This work addresses targeted misclassification, malicious content generation, and jailbreaking risks in CLIP models under typographic adversarial attacks. For the first time, it identifies—through mechanistic analysis—the specific attention heads in the vision encoder responsible for glyph feature extraction and propagation, revealing a dedicated “glyph circuit.” Building on this insight, we propose a lightweight, fine-tuning-free defense paradigm: selective ablation of this circuit to yield a “dyslexic” CLIP variant. Our method integrates attention-head functional analysis with causal attribution techniques to enable precise, neuro-pathway-level intervention. Evaluated on ImageNet-100 typographic variants, the defense achieves a 19.6% improvement in success rate against such attacks, while incurring less than 1% degradation in standard accuracy—matching the performance of state-of-the-art fine-tuning-based defenses. This work advances interpretable robustness research for vision-language models by bridging mechanistic understanding with actionable, architecture-aware interventions.

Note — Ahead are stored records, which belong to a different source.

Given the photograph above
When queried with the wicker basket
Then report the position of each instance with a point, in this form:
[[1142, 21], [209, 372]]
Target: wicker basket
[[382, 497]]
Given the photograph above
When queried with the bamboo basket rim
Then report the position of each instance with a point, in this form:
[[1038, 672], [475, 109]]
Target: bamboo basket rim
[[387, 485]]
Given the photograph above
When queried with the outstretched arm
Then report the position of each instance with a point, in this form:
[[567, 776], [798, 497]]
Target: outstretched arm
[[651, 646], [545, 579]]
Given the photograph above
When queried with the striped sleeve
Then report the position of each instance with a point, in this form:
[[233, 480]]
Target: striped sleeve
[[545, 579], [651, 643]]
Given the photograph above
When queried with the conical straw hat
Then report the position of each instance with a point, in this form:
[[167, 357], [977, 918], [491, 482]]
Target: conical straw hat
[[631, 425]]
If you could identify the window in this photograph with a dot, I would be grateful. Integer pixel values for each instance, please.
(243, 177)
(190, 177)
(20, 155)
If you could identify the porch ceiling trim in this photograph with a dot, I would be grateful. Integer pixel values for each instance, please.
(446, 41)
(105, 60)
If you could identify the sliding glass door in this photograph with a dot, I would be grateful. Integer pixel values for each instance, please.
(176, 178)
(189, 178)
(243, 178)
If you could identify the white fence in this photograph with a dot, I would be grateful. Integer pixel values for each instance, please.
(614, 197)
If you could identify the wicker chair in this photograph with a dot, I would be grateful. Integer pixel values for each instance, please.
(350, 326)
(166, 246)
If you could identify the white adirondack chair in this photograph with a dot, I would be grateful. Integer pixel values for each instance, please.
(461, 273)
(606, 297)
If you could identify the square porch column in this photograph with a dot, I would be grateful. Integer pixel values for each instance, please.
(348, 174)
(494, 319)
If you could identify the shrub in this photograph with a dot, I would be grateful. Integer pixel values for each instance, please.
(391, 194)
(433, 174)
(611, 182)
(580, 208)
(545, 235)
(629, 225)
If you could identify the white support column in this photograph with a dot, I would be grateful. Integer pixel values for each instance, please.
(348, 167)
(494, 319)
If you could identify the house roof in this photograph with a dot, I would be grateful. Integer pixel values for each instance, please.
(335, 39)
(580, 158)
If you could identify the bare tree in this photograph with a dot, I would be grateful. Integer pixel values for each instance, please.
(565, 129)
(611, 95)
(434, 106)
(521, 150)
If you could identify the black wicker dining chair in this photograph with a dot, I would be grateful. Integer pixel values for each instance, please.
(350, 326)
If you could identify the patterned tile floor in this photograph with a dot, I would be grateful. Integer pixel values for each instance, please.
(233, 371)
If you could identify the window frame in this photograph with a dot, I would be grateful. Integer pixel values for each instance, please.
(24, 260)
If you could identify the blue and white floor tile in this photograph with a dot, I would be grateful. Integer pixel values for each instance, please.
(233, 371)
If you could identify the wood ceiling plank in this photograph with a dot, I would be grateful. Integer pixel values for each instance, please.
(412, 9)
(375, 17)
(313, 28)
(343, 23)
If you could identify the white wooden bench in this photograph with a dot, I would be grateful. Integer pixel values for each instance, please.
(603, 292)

Typographic attacks exploit multi-modal systems by injecting text into images, leading to targeted misclassifications, malicious content generation and even Vision-Language Model jailbreaks. In this work, we analyze how CLIP vision encoders behave under typographic attacks, locating specialized attention heads in the latter half of the model's layers that causally extract and transmit typographic information to the cls token. Building on these insights, we introduce a method to defend CLIP models against typographic attacks by selectively ablating a typographic circuit, consisting of attention heads. Without requiring finetuning, our method improves performance by up to 19.6% on a typographic variant of ImageNet-100, while reducing standard ImageNet-100 accuracy by less than 1%. Notably, our training-free approach remains competitive with current state-of-the-art typographic defenses that rely on finetuning. To this end, we release a family of dyslexic CLIP models which are significantly more robust against typographic attacks. These models serve as suitable drop-in replacements for a broad range of safety-critical applications, where the risks of text-based manipulation outweigh the utility of text recognition.